April 28, 2025
Science

14 comments

  • December 3, 2024
  • 0

Justin Sun is an old acquaintance of the press. Networker block chain TRON, former member of the popular “30 under 30” list Forbes and as prime minister of

14 comments

Justin Sun is an old acquaintance of the press. Networker block chain TRON, former member of the popular “30 under 30” list Forbes and as prime minister of the microstate of Liberland, a latter position that gives him more visibility than actual influence, Sun has been making headlines for some time. Some also upset him, such as when the U.S. Securities Exchange Commission accused him of fraud. But this Friday crypto king We called the press and influencers in a luxury hotel in Hong Kong to do something that has little to do with his role as a businessman or bureaucrat.

He ate a banana.

Under the watchful eyes of journalists and the flashes of cameras, Sun fought proudly and I ate a banana He later admitted that it tasted “much better” than anything he had ever tried before. It sounds crazy that something like this would attract press attention and make headlines on the BBC network. Guard any New York Times. Or at least that was the case until a basic piece of information became available: days earlier, Justin had paid a whopping $6.2 million for the same banana.
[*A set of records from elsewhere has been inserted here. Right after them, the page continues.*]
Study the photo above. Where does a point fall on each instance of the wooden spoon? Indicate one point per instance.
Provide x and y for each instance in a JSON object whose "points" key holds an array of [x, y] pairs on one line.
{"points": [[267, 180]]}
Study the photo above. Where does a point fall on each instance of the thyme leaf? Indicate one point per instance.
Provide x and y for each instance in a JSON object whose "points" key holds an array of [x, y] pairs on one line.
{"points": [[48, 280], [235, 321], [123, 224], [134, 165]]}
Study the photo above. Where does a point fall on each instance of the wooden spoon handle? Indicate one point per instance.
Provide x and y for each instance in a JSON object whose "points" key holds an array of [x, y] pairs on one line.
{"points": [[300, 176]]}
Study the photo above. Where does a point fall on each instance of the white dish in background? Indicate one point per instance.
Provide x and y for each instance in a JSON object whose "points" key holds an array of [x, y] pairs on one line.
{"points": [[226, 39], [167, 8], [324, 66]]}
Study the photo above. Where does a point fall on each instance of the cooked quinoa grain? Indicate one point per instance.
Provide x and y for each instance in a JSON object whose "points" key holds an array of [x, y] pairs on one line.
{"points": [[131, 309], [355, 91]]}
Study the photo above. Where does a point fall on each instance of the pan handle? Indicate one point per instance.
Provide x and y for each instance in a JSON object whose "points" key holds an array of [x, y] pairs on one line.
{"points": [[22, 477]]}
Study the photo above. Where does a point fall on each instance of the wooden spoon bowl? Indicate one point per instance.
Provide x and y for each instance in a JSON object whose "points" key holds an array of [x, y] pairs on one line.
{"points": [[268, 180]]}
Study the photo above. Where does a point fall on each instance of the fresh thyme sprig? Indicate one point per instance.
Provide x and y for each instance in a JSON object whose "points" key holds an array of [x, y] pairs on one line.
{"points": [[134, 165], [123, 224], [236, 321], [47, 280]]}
This isn’t fruit, it’s art

Comedian1

To understand this, you have to go back a week or so to when Sotheby’s held arguably its largest art auction in New York. unbelievable This year has been crazy so far. Not because of the amount of offers. The work sold at auction was awarded for $6.2 million, including commissions; This was a fairly high sum, but it was far from the amount paid for canvases of questionable authorship.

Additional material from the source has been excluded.